Rules are made to be broken (albeit at your own risk), so it is no wonder that such a fundamental rule as “write what you know” is also a prime target in the know-it-all atmosphere of some creative writing workshops. (The rule is scorned as simplistic by students and workshop leaders alike, until the day you write about something you do not know and fail miserably. Then the same workshop leader who earlier laughed off such a simpleton rule will look you straight in the eye and recommend that you stick to writing what you know. The world is full of people like that and they are not all in politics.)

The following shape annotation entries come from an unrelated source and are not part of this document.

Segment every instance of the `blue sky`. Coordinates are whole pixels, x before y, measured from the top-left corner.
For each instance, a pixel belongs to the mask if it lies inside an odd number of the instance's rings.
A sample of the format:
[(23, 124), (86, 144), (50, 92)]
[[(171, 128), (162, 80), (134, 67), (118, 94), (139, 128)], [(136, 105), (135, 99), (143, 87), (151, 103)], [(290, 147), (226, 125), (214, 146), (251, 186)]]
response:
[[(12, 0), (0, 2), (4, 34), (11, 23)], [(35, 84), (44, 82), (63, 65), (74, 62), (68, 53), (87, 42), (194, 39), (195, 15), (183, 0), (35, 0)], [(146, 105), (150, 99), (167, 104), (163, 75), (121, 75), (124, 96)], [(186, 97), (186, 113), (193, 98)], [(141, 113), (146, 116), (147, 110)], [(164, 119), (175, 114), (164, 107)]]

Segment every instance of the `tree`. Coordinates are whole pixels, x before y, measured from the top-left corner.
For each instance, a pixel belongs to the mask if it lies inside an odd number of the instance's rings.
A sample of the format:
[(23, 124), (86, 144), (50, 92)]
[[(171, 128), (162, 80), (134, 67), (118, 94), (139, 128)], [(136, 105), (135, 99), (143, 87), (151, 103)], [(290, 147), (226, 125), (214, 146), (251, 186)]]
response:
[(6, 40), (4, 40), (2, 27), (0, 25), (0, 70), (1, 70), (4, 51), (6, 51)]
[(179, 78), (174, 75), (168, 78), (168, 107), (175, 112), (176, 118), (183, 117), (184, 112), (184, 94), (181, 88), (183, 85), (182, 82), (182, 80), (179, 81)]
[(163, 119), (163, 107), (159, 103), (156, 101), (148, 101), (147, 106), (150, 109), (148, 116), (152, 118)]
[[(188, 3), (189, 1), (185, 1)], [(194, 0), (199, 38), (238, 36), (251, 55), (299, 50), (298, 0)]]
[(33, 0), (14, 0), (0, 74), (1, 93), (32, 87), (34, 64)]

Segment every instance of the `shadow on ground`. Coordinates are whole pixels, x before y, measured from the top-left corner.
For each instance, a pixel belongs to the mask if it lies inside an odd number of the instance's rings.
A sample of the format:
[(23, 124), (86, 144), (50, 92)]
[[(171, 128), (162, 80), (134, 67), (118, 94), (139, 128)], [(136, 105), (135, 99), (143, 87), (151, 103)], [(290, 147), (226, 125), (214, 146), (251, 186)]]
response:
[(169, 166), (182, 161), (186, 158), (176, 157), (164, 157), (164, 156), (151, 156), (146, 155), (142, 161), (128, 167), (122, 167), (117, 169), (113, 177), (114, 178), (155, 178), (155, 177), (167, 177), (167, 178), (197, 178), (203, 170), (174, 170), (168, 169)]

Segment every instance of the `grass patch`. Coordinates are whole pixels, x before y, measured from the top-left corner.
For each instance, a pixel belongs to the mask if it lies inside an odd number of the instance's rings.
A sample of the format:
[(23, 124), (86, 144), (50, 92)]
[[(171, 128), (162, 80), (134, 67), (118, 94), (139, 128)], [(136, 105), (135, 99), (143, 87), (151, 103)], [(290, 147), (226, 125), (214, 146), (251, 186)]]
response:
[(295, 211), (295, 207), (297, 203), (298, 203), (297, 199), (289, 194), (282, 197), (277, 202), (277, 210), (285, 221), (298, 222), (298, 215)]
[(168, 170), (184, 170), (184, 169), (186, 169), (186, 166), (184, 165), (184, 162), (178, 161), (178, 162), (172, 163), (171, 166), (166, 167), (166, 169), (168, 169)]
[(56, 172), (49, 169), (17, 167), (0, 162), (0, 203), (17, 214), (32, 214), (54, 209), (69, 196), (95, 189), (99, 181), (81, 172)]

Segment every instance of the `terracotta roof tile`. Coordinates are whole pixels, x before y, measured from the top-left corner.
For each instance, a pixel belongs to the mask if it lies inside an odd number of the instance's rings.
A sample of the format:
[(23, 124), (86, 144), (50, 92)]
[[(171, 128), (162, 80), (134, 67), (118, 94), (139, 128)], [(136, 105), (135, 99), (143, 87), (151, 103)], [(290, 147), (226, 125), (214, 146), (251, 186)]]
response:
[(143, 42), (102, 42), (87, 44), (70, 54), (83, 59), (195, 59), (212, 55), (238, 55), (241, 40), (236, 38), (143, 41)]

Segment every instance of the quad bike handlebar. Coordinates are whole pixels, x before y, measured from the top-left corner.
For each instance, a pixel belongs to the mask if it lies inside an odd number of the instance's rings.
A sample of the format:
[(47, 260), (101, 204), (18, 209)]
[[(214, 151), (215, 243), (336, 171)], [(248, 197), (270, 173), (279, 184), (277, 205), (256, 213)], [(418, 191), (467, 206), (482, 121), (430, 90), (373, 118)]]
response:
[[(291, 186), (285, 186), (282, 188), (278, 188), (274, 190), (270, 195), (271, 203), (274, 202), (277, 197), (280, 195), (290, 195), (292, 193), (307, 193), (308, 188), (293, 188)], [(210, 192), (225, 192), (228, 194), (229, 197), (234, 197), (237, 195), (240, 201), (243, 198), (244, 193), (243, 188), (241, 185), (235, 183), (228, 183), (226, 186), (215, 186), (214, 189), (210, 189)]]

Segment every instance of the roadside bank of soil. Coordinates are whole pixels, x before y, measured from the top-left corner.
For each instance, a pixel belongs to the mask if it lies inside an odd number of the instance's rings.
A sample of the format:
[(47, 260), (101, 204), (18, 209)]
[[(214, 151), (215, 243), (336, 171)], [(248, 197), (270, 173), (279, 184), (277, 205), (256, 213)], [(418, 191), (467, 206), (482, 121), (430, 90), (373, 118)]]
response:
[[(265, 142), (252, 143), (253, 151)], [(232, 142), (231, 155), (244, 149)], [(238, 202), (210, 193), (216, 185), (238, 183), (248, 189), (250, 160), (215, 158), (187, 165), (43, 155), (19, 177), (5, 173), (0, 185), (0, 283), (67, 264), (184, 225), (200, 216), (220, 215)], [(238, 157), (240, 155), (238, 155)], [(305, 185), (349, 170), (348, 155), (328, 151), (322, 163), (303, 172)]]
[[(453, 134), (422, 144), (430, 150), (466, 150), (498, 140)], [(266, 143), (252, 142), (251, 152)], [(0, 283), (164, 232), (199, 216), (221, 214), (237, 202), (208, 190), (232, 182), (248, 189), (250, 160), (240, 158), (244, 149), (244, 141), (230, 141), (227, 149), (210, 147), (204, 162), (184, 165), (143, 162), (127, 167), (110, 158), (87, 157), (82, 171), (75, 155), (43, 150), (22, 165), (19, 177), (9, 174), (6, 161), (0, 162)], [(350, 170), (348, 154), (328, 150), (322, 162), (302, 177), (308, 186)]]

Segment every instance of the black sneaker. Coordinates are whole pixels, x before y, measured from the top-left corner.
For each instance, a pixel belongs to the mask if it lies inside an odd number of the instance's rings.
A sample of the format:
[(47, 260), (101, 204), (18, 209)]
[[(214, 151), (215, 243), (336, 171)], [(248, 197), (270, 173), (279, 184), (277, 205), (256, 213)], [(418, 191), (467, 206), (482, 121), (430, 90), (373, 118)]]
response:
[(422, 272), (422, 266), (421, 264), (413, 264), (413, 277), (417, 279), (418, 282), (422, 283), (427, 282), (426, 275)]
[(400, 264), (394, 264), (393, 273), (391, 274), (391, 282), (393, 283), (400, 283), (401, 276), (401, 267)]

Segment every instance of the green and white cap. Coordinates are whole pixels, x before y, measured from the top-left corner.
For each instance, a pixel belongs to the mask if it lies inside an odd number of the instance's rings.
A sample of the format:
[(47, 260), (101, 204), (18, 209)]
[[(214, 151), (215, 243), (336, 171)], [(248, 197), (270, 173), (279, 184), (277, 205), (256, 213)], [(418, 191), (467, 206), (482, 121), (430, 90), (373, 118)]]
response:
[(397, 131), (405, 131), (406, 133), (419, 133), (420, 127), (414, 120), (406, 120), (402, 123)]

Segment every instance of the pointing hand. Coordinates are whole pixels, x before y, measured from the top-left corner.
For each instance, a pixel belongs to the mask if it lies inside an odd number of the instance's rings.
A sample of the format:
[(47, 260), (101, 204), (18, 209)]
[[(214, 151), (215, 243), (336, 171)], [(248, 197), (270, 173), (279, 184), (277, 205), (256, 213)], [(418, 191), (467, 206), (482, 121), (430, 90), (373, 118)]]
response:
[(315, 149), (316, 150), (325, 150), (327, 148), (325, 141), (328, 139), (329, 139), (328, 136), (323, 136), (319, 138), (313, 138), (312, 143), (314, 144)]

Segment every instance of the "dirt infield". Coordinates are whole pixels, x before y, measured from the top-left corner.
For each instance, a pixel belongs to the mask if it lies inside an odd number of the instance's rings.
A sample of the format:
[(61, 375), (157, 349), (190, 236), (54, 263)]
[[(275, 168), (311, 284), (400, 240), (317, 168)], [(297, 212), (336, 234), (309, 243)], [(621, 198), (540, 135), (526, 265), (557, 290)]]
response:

James Collins, author of Beginner’s Greek, set part of his novel in southwest France. After the novel was first published in 2008, Collins described the public’s reception –
[…] I received particular compliments on these passages, which made me enormously proud. Why? Because I had never in my life been near [that part of France], and my descriptions of it were entirely made up. To a writer, it may be gratifying to capture reality with uncanny accuracy, but it is even more gratifying to successfully fake it.
Later, Collins accepted an invitation to rent a house in the region that he had described in his novel. That’s when he discovered how much he had gotten wrong in his made-up passages. He had missed the wildflowers, the foie gras, and the warm summer evenings. Collins concluded –
Reality is usually so disappointing! But in this case, the opposite was true.
Some places are like that.
Perhaps the moral of this post is first, write what you know, but if you don’t, if you make it up and you are successful at faking it, don’t tempt fate any further by then verifying how close your invented passages came to the real thing.
Image: Detail of Flaubert’s drawing showing the route that Emma Bovary and her lover took by coach, in Gustave Flaubert, Madame Bovary (Conard ed.1930), at 499; Source: James Collins, “Better Than Fiction,” Departures (Oct. 2009), at 84
kevin monroe | 11-Oct-09 at 9:57 pm | Permalink
I’m not a fan of the memoir craze, except for Frank McCourt and a few others. On reading obits for McCourt it sounds like his editors made him change some of the names for legal reasons and so McCourt thought well then why not change the details also, juice it up a little.
kevin monroe | 11-Oct-09 at 9:59 pm | Permalink
Your argument is very well reasoned, but from my own experience WRITE WHAT YOU KNOW in certain contexts, coming from tired tenured academics, really means let’s get this over with so I can go home and watch TV.
kevin monroe | 11-Oct-09 at 10:04 pm | Permalink
If you talk to an academic long enough they will sooner than later say DONT THROW THE BABY OUT WITH THE BATHWATER. I even had one prof who thought the expression needed clarificatiion and he said DONT THROW THE BABY OUT WITH THE BATHWATER. LETS JUST THROW OUT THE BATHWATER AND KEEP THE BABY.
Gonzalo Barr | 12-Oct-09 at 5:18 am | Permalink
Hey Kevin. Thanks for the comments! I’m with you on the memoir craze, which I think is petering out, if not over. And yes, without referiing to any one in particular, I suspect the genre is a lot more “creative” than “non-fiction.”
I take the rule to mean, whatever you write, do it with authority or you will never convince the reader.